| True P2P streaming is more trouble than its worth. Take it from a guy who streams petabytes a month and has looked into it more times than most. P2P has 2 main advantages, both of which are voided by this implementation: 1: Better latency. If Joe talks directly to Sue, that is the fastest connection possible, as opposed to Joe -> Server -> Sue 2: The host saves on bandwidth costs Now, point #1 is moot because this needs servers to work for live broadcasts with lots of viewers. Also, even if server were not on the mix, you are still going to need your data relayed several times depending on how far from the source you are. You cannot hype away the fact that if a person is streaming a 1080p video at 1mb/s and the average peer has less than 5mb/s outbound, that the delay in getting that video to the thousandth viewer is going to be exponential unless you add in servers anyways. Point #2 is mostly moot for 2 reasons. The first reason is the cost of bandwidth is almost dirt cheap now. You can get a unmetered 1gb/s line for under $200/month.
The second reason is that when you go full P2P, you lose out on a lot of value adds that people like. Things like transcoding for different sizes / mobile as well as DVR style seeking/recording. Another reason which I am sure will be hotly contested by the developers is that the quality will be more unreliable than a direct server. Last mile Peers are the worst for sending data. You want to typically be in a hub for direct peering to the various end points (comcast/tw/etc.) In most cases, Its unfortunately the case that P2P causes exponentially more headaches than it solves. Now, that is not to say that multicast does not have its place in the world. Just that its more of a feature to compliment traditional relay streaming vs being a product on its own. |
#1 if Jose is streaming to Sue, there's no middle server here. PPSP doesn't mandate a "central server", and I hope on the swirl website I can make this use case clear too.
I'd love us to be able to stream from our devices to friends etc and not need to store everything on youtube or dropbox or some other indexed/sliced/diced/resold for profit system. With PPSP however you could have your home network be a peer, and pull down the content safe and sound with minimal impact to your phone. This type of sharing is something I would love to roll out for journalists in the field, protesters in Venezuela and Ukraine, where media suppression by the government and confiscation of phones is a sad reality.
#2 Spoken like a true American ;-). This is not the reality for 99% of the internet users. I'm unable to get more than shoddy ADSL, even in a major European city. What about India, China, Africa, South America?

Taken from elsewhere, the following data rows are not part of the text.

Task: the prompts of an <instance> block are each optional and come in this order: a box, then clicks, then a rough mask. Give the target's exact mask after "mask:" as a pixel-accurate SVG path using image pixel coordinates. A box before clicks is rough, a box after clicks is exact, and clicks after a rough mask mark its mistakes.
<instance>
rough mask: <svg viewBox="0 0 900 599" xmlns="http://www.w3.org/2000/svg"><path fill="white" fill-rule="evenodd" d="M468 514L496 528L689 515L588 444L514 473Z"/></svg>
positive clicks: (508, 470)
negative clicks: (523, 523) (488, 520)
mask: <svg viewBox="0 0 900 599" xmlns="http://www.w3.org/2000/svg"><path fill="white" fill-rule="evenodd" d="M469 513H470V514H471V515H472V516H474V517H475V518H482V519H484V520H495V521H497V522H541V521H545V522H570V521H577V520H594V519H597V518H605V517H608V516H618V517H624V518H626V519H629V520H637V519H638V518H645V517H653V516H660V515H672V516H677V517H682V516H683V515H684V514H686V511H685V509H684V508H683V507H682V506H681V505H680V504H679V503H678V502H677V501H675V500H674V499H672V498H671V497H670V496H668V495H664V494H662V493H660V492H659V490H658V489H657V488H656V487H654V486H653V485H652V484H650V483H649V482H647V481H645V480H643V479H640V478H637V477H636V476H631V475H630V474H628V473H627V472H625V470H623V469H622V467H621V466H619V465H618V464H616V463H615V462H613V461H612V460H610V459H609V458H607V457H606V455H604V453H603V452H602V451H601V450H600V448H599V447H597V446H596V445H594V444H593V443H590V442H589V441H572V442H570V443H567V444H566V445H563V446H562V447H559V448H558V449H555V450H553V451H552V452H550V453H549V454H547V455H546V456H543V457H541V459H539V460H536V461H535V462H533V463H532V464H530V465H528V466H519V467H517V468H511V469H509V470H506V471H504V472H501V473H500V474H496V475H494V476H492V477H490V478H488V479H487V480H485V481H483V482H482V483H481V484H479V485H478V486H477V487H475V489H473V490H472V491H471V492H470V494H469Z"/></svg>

Places where the monthly income is not even close to $200. Hopefully that will change over time, but it's not practical for most people today.

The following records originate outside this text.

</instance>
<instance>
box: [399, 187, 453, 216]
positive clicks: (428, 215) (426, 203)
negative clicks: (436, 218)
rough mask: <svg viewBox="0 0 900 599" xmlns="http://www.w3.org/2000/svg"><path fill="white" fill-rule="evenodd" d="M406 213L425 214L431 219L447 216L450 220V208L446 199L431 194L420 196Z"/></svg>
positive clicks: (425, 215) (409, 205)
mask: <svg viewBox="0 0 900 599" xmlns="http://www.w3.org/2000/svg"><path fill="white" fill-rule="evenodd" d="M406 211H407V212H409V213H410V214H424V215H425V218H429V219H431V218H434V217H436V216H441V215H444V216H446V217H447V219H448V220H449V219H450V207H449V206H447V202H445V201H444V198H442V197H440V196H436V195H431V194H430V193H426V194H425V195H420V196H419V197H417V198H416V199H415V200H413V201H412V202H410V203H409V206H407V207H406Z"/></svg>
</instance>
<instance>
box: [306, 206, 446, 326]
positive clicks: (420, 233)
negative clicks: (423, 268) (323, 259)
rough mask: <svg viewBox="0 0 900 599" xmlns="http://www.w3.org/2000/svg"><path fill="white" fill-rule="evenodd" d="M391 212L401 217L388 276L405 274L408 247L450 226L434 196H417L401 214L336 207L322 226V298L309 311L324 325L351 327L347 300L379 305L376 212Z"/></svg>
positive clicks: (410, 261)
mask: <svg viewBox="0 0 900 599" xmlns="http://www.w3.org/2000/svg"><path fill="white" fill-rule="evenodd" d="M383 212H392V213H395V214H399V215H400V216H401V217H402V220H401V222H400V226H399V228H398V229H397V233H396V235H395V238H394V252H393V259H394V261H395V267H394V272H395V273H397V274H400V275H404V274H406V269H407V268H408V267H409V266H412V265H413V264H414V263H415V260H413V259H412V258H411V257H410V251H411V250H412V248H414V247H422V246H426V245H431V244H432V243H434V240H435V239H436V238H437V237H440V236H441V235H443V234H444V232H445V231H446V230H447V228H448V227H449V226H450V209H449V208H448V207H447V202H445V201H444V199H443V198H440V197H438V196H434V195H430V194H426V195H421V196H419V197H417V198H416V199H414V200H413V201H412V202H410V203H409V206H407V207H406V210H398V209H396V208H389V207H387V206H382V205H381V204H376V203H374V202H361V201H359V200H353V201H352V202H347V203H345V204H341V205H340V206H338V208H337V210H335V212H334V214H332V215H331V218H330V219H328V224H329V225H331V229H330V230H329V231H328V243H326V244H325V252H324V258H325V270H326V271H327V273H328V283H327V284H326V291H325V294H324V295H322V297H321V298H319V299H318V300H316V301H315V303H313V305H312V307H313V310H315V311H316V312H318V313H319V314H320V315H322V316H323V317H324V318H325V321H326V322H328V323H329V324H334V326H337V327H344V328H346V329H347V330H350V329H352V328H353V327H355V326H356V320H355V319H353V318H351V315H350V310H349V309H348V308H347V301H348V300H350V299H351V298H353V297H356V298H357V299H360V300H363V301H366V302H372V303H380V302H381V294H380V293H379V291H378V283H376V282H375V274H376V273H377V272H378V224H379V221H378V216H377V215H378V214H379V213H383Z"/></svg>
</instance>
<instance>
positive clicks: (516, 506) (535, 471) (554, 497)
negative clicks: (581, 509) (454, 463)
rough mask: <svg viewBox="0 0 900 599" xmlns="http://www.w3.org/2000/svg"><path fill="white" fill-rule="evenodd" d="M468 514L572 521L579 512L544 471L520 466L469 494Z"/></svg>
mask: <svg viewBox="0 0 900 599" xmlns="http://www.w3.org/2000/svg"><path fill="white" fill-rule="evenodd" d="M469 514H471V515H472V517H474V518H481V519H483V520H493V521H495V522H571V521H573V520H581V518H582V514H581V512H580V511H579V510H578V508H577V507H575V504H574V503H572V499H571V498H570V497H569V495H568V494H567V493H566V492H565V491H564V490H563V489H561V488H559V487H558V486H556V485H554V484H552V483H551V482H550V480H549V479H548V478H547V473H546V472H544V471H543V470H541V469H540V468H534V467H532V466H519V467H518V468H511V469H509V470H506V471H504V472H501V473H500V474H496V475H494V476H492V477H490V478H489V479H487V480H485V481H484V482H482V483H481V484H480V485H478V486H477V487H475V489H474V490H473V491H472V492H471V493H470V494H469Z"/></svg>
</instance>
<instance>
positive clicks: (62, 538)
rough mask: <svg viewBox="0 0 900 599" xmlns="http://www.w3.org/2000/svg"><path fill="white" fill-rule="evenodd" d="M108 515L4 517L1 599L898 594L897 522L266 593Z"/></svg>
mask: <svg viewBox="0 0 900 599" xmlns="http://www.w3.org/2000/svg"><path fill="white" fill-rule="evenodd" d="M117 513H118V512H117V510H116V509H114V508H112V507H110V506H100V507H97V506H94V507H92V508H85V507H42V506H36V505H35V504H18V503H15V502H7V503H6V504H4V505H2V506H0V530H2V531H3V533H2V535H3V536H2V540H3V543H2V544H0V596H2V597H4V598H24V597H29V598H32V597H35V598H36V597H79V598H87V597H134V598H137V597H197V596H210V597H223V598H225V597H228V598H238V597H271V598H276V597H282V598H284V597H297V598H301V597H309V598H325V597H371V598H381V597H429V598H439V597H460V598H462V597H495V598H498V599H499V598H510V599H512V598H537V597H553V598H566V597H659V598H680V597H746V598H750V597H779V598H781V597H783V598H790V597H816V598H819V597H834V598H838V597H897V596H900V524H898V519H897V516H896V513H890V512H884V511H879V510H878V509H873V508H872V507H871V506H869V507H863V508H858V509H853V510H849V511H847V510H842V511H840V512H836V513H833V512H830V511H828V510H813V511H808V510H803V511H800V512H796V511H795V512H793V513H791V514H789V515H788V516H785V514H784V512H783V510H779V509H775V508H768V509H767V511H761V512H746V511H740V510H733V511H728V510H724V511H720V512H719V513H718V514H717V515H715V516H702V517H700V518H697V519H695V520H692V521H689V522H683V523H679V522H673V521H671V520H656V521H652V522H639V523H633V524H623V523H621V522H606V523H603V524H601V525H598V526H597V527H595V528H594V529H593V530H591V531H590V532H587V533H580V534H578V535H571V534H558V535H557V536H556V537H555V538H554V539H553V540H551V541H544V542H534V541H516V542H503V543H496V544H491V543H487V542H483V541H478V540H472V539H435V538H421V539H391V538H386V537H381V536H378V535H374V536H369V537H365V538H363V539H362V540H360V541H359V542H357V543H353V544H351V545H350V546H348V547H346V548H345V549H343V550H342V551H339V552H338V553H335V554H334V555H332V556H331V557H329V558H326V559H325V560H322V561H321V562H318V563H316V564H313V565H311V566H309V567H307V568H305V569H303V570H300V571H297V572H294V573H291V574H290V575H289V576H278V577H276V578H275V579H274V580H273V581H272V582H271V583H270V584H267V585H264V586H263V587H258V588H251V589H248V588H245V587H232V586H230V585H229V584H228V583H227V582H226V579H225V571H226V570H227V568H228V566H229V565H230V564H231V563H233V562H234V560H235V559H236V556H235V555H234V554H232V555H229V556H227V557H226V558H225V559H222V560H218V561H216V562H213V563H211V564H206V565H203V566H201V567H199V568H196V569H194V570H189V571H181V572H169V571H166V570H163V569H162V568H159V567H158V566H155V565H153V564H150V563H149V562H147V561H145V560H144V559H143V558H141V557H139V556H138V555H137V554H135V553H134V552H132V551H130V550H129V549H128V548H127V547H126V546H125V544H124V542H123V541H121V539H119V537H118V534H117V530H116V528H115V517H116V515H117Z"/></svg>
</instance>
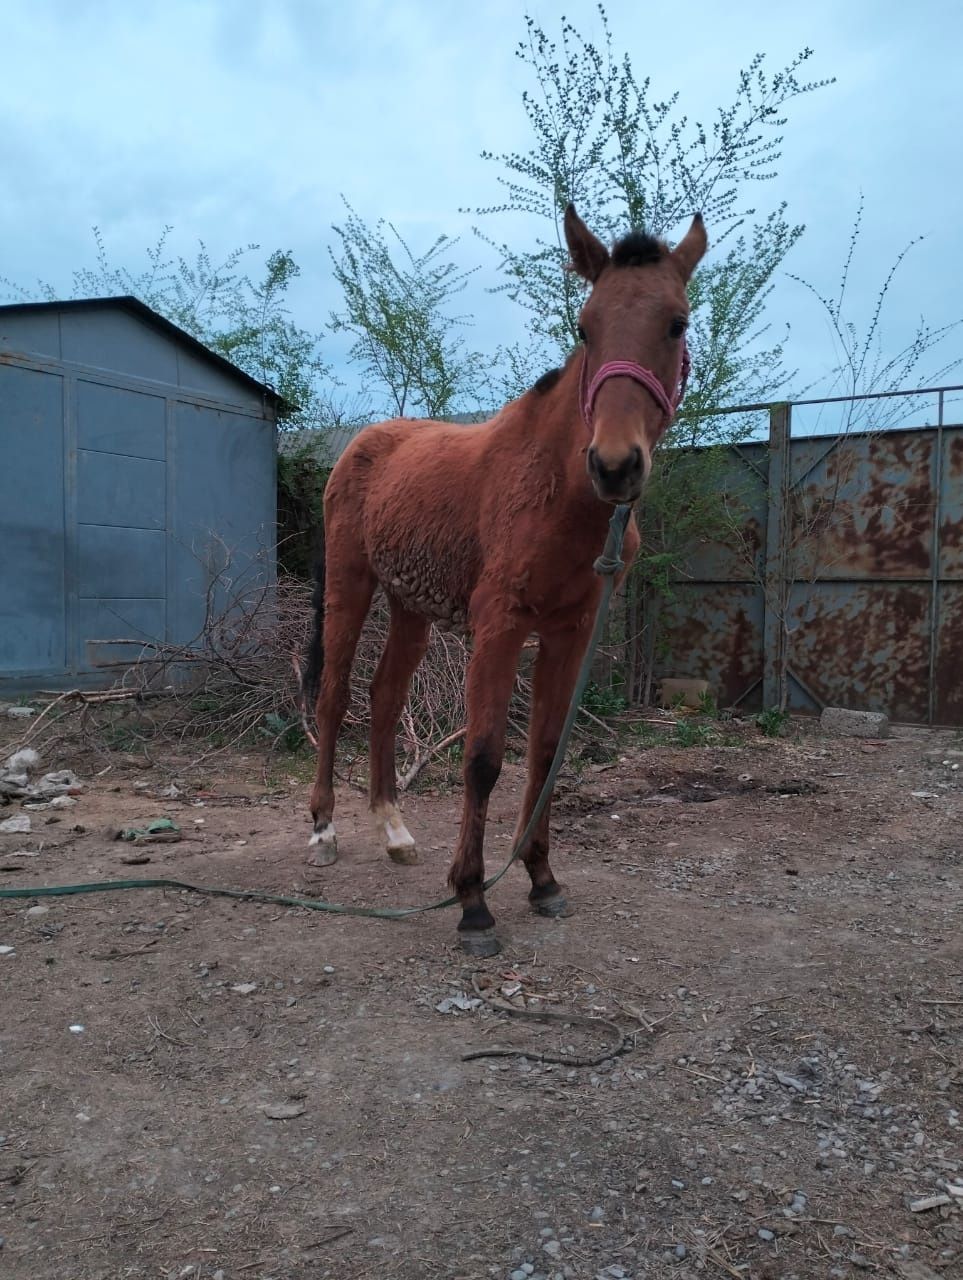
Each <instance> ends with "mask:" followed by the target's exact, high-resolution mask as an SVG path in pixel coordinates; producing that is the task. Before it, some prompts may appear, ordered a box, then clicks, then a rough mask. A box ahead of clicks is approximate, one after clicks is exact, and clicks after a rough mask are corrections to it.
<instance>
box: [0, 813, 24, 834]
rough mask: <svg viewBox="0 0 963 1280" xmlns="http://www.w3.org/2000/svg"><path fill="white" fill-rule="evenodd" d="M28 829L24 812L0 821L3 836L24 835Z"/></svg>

I concur that live P2P streaming is tricky, and I'm sure you have plenty of practical experience to back that up.
PPSP allows DVR style seek / record, the way the protocol is laid out makes that almost trivial. Now if your device at home doesn't have that content, you'll need to retrieve that from a peer, and I'd like to see that peer be close to you.
Today, with bit torrent & friends, there's no standard implementation to refer to, so there's no way for an ISP to put an intermediary cache in to support the functionality you want, assuming you're paying a premium for that content, which is what is done with HTTP & friends on a regular basis.
By having a standard protocol in place, multiple implementations & vendors can share the same caching peer technology within a single telco's network. Those peers can be located at edges within the exchange, similar to how major CDNs and google etc do today.
Finally, PPSP is more than just streaming, it's a completely new transport layer protocol for the internet -- like HTTP, we're only just beginning to explore the use cases.